Each week I reckoned on doing at least two pool swims and at least two open water swims so I could get used to the cold. The pool swims were easy to fit in as they were indoors, in heated water and well lit. The outdoor swims were more of a challenge as I could not easily get out of work in daylight so outdoor swimming soon became night time swimming. Though a one night stay for a work meeting in London boosted my morale, London Fields Lido is an outdoor pool. in which I did one of my now regular 2km training sessions in. It is also heated to well over 20’C and floodlit. If you ever get chance I do recommend it regardless of whether you consider yourself to be an outdoor swimmer or not. Brockwell Lido the next morning was a different experience, the lifeguards told us to avoid the middle lanes because of the ice and the grab rails round the edge of the pool all had icicles hanging from them.
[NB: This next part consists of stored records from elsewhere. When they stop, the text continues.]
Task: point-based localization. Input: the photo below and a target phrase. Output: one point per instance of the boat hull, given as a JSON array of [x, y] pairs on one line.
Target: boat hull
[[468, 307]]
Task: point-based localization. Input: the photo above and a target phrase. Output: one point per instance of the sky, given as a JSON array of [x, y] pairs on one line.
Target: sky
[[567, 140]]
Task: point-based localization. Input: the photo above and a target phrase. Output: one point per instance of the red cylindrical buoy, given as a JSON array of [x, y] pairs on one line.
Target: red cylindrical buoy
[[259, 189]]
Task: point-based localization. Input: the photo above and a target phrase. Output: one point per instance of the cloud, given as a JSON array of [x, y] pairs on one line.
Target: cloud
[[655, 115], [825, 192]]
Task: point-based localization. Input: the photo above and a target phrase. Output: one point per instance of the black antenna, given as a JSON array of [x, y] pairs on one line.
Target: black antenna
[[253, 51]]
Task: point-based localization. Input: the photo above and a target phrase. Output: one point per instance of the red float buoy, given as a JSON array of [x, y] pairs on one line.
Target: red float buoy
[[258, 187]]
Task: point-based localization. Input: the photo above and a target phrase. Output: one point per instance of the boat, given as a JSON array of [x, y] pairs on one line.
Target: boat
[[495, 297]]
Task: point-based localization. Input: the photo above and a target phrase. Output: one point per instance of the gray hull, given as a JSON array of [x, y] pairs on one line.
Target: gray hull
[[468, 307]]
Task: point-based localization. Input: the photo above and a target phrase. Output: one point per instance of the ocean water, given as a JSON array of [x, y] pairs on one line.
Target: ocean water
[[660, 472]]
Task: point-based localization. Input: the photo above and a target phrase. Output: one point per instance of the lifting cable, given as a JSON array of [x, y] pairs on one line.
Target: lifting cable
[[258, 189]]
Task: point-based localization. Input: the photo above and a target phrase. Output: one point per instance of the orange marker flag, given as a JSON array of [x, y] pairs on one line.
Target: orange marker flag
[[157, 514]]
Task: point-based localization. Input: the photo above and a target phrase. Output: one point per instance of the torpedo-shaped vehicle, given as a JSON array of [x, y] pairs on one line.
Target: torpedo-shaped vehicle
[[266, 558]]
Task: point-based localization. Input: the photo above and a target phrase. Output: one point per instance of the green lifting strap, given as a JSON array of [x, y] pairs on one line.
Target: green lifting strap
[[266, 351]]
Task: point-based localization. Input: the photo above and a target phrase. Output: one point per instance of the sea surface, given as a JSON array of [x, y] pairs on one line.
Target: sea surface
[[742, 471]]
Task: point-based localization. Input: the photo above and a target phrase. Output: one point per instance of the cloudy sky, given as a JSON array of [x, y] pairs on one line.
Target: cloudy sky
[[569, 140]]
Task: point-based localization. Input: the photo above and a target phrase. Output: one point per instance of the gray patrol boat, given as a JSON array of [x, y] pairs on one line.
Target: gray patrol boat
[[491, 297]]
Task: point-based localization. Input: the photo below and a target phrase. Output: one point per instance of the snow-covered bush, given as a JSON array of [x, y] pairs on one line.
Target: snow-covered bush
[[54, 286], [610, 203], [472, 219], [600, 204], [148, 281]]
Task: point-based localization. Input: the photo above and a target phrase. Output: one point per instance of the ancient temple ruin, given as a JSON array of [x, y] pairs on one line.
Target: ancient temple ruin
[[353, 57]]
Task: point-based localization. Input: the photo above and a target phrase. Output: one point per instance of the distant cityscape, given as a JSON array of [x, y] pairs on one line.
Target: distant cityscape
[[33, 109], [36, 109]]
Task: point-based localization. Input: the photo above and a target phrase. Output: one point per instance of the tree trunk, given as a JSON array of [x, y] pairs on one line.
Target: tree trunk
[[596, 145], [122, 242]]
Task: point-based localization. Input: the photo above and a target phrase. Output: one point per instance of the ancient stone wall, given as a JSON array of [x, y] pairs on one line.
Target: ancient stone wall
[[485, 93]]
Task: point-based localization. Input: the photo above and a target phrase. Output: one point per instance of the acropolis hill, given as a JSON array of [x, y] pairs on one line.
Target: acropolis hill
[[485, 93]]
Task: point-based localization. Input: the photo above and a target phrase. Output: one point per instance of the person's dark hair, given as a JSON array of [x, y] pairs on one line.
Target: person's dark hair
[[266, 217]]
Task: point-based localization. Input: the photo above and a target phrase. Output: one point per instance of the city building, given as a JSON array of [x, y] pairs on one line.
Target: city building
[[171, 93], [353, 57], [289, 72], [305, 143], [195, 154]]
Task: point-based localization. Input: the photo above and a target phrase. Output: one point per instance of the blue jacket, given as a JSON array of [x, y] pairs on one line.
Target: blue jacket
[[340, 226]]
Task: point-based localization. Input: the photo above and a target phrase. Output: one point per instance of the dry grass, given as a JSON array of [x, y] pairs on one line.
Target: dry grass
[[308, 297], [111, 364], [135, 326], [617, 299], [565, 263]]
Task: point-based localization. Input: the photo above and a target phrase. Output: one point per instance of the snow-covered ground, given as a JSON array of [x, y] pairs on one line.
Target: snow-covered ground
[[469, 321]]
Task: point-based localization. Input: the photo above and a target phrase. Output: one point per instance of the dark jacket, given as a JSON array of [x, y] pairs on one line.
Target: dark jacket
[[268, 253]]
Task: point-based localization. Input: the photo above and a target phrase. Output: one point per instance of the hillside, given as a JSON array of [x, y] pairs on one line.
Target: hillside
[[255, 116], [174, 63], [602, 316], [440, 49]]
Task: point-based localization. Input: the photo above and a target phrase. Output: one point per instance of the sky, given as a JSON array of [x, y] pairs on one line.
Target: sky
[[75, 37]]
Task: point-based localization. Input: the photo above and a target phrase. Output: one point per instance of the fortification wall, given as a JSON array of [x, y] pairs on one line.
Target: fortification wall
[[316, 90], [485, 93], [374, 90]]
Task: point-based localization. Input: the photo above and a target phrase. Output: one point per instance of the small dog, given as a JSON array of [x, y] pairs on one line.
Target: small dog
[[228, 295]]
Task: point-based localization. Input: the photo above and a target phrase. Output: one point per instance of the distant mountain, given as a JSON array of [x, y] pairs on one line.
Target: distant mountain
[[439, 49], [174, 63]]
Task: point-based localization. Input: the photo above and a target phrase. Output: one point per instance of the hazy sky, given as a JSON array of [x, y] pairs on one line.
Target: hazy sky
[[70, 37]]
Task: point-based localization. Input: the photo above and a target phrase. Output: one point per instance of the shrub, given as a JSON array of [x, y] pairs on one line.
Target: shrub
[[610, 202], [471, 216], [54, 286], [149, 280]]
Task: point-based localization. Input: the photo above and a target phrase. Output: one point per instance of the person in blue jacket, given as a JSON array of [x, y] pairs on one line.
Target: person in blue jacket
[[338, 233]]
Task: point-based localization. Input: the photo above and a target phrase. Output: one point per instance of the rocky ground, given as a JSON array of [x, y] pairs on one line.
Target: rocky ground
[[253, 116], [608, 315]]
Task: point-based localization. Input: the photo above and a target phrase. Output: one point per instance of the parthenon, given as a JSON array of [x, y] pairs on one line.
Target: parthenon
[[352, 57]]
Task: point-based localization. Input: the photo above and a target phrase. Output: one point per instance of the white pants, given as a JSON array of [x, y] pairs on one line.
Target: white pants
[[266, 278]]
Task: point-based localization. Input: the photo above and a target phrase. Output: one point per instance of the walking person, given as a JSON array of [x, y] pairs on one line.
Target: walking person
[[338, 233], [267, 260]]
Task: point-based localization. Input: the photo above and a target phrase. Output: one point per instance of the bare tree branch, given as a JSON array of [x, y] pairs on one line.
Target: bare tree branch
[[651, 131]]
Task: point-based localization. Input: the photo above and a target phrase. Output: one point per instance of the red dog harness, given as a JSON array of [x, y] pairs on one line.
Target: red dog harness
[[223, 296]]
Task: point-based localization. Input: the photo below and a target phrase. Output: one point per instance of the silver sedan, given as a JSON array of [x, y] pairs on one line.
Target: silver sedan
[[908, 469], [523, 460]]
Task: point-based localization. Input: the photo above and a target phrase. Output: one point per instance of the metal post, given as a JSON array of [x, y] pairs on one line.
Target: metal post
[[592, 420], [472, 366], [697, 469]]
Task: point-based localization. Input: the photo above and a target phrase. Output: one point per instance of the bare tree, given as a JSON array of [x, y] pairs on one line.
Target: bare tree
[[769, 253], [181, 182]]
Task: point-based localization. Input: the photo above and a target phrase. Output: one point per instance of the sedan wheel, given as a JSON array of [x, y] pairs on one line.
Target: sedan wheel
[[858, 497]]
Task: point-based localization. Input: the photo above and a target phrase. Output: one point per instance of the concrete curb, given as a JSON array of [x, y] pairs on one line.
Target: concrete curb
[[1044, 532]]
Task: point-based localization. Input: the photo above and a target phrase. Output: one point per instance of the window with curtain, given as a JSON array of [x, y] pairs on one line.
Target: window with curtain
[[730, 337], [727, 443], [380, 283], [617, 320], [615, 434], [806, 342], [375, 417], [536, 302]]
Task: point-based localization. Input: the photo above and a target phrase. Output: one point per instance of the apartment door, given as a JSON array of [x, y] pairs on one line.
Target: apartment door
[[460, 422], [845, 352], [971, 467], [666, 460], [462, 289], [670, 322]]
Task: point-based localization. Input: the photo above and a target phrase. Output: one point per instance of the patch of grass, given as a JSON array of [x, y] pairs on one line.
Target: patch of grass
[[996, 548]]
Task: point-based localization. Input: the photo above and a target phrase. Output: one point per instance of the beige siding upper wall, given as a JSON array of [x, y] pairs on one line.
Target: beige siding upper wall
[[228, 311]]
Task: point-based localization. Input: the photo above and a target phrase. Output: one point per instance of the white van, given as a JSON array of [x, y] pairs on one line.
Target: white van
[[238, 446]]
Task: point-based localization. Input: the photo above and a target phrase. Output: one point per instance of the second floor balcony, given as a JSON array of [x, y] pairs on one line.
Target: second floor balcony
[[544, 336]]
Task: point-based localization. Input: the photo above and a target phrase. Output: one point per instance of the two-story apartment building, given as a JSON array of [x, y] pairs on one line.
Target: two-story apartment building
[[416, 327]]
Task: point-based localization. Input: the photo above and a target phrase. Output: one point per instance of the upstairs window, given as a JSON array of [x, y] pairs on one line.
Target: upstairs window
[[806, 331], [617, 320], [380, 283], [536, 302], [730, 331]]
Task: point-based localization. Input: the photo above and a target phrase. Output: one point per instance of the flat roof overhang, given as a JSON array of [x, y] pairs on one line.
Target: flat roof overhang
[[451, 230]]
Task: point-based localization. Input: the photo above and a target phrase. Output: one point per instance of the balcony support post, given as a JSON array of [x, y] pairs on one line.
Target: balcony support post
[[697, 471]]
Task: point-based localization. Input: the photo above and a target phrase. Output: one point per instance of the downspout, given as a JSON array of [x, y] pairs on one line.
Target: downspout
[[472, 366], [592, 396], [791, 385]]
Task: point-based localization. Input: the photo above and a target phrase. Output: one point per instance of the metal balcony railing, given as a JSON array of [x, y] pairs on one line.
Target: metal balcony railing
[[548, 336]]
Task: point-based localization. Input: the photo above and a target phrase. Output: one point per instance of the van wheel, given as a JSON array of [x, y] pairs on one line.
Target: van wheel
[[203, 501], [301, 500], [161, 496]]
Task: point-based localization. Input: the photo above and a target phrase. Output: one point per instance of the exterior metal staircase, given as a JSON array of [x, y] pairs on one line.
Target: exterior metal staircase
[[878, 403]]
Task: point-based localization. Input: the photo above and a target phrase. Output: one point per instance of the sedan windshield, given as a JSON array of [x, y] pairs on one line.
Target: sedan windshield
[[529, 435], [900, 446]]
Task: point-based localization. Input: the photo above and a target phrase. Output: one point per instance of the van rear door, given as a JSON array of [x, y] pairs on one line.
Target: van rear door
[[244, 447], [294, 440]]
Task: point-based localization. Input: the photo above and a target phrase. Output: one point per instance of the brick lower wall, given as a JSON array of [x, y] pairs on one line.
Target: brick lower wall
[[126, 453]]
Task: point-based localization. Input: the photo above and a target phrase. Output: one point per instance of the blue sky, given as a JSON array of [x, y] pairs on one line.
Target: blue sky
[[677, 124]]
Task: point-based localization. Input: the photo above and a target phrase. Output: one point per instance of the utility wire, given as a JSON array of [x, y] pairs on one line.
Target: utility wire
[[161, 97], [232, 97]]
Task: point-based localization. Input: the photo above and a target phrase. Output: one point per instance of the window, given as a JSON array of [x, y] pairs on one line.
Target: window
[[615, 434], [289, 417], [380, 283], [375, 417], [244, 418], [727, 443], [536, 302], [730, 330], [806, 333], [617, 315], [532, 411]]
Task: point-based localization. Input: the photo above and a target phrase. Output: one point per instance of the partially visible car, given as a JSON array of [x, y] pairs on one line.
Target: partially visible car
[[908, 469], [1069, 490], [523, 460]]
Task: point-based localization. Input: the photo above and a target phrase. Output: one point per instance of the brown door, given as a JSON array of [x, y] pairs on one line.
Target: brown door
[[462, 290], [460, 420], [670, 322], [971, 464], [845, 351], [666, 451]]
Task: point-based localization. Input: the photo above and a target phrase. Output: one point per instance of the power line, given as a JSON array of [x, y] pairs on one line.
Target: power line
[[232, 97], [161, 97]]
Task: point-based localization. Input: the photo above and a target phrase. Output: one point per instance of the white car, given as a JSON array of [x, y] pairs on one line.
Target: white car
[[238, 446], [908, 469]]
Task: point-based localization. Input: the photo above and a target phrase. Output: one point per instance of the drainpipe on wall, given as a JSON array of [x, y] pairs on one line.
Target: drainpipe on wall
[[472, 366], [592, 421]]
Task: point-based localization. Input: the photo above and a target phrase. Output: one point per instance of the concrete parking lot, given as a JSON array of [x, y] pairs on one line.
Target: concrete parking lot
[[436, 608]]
It was cold, beautiful, serene, safe with the lifeguards and the sauna on hand, but it was cold. A lady remarked to me that “it’ll put hairs on your chest” to which I replied “it’ll snap hairs off my chest”.
Developing technique and cold exposure was only part of my plan to get to Estonia, I also needed to enter races, so buoyed by my success at ChillSwim I decided to enter the British Ice Swimming championships which were being held in early February. Not only that but I entered a whole host of other races too and rather optimistically registered for the Winter Swimming World Championships in March 2018. All I had to do now was work out how to get there.